Computing and displaying similarity in Beethoven’s vocal sketches and score for Leonore (1805)
Authors: Alfter, Lena Katharina
Date: Wednesday, 6 September 2023, 9:15am to 10:45am
Location: Main Campus, L 2.202 <campus:measure>
This project features a computational approach for analysing and rendering musical similarity between sketch and score of Beethoven’s ‘Gut, Söhnchen, gut’ trio from the first act of the 1805 Leonore version of his opera. Initially, both the relevant music from the sketch and the score are encoded in MEI. Using Python, information for each musical event—be it a note, a tied note, or a rest—from these XML files is extracted before further data is added to the retrieved characteristics thereby enabling these events to be mapped onto a time-axis. Subsequently, an algorithm aligns the music from the sketch and score as well as possible with the lyrics serving as checkpoints. The result of this step is a collection of coordinate pairs containing corresponding positions from both data sets. The Python program consequently calculates a similarity value for each of these coordinate pairs with regard to their pitch, octave, duration and metrical position within the bar as a Hamming distance, yielding a value between 0 and 4. This data is then plotted in the form of a heatmap-histogram-combination with the width of each data point reflecting the duration of the corresponding musical event.

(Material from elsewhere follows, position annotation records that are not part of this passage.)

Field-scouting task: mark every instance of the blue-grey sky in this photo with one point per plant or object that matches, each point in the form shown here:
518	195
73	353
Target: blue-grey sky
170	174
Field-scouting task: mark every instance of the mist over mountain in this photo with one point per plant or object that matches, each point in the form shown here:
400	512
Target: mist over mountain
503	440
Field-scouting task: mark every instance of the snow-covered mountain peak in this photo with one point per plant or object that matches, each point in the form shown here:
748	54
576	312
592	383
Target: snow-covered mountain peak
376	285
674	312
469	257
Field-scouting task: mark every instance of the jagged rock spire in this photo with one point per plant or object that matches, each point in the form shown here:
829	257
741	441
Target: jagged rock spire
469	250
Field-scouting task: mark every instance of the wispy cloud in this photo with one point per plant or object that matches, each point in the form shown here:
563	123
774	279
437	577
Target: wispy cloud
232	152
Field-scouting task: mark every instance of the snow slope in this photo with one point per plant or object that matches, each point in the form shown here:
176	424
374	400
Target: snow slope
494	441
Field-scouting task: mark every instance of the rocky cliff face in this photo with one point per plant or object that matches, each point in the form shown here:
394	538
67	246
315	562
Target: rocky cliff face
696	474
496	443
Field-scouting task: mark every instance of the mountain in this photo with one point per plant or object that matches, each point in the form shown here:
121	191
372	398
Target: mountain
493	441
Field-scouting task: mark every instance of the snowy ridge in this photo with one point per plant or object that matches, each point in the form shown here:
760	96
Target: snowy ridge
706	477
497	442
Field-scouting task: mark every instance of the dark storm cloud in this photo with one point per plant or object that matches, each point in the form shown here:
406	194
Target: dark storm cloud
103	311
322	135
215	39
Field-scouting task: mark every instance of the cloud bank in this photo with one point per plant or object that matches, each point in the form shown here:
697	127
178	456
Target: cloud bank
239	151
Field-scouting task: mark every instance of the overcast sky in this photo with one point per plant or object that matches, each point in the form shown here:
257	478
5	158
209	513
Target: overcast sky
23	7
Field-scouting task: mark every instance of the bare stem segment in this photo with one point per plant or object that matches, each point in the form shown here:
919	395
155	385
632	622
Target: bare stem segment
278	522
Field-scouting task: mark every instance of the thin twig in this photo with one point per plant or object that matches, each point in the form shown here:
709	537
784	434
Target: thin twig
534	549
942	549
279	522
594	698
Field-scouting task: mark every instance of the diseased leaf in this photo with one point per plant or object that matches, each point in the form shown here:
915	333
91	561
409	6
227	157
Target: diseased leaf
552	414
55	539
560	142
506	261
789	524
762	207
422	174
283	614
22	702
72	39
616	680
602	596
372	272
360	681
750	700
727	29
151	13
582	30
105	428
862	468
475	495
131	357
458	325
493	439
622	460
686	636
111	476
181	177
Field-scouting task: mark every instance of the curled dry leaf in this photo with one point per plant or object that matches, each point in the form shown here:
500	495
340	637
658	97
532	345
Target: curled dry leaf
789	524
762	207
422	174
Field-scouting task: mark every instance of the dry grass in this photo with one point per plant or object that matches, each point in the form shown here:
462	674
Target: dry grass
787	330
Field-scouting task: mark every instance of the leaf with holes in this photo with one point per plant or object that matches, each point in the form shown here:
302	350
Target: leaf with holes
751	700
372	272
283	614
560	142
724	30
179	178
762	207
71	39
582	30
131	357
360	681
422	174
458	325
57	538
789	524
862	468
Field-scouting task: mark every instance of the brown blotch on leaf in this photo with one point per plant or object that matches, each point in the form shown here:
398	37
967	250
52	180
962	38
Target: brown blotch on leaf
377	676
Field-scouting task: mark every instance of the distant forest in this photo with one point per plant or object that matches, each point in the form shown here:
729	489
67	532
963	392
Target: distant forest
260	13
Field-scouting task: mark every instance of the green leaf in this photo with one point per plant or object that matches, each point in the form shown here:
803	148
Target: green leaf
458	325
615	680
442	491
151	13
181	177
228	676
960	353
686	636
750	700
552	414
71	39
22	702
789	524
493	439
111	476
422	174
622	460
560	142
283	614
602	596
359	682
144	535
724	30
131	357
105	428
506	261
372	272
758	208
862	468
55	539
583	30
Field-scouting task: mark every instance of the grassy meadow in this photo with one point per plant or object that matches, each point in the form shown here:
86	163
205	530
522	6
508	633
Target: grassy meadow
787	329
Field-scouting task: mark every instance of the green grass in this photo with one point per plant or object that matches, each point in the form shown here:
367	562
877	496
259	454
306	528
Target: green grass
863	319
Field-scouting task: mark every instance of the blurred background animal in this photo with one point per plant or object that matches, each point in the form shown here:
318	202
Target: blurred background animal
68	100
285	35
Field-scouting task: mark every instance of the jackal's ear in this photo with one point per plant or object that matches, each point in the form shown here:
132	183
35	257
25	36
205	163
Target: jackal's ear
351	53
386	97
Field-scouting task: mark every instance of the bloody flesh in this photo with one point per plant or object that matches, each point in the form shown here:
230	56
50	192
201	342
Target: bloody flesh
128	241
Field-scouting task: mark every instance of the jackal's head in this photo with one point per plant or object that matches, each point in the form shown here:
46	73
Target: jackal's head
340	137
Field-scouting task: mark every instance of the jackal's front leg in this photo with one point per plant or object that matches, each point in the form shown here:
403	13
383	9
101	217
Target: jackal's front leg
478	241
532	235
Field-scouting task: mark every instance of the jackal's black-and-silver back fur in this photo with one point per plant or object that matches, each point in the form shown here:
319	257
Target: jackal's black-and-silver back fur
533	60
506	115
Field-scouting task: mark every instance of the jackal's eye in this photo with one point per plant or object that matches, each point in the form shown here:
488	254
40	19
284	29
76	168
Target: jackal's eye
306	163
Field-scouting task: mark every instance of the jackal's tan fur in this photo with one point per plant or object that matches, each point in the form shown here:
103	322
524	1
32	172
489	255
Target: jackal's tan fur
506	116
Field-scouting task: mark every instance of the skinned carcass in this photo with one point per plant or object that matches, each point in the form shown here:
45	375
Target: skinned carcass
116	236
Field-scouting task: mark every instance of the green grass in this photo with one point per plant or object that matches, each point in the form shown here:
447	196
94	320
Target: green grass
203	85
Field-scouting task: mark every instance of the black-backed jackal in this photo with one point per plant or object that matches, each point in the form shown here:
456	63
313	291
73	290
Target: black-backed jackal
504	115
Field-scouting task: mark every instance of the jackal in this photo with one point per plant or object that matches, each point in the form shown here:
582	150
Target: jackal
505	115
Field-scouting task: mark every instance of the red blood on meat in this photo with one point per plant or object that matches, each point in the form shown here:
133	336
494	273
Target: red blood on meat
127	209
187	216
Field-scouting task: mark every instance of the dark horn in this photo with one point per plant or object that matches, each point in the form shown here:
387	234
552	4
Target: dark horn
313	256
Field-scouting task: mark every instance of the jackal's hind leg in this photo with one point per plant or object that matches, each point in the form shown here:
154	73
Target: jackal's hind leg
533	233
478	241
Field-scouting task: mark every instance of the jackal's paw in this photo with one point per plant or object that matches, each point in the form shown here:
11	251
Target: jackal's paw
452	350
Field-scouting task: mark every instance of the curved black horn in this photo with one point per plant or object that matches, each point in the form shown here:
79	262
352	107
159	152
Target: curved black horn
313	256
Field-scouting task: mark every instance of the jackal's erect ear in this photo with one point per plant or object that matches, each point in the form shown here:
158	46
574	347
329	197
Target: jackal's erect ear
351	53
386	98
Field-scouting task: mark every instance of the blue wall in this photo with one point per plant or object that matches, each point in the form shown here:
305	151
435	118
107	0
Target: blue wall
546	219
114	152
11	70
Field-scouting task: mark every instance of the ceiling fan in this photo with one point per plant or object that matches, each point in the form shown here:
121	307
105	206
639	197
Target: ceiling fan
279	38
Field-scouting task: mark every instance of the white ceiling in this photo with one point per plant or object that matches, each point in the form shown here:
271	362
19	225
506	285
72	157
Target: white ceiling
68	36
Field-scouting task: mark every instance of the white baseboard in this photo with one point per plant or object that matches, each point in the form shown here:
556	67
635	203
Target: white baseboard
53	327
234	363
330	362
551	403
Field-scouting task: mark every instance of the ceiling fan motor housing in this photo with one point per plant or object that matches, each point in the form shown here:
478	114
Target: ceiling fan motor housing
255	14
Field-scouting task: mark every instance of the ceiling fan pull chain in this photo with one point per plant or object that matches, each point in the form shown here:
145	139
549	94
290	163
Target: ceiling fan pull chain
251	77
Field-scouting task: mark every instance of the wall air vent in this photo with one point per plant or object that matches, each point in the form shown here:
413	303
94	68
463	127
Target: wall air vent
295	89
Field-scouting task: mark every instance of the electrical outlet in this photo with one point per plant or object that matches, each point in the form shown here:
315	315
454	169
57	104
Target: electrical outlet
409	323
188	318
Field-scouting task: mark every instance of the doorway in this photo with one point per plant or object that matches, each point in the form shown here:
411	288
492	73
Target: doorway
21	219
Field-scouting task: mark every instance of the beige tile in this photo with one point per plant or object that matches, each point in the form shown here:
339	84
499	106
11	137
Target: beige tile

Finally, making use of LilyPond’s unique proportional duration notation feature, these plots are then directly embedded into a LilyPond file containing the encoded sketch transcription. This visualisation allows for an overlayed evaluation and interpretation of the relationship between the two different stages in composition. At the same time, it offers an intuitive and unbiased wide-angle perspective on the same aspect and thereby enhances not only the accessibility of a certain component of a particular musical analysis but also of the underlying primary source itself. The modular structure of this approach provides a framework with a high degree of flexibility that could be expanded upon in future applications.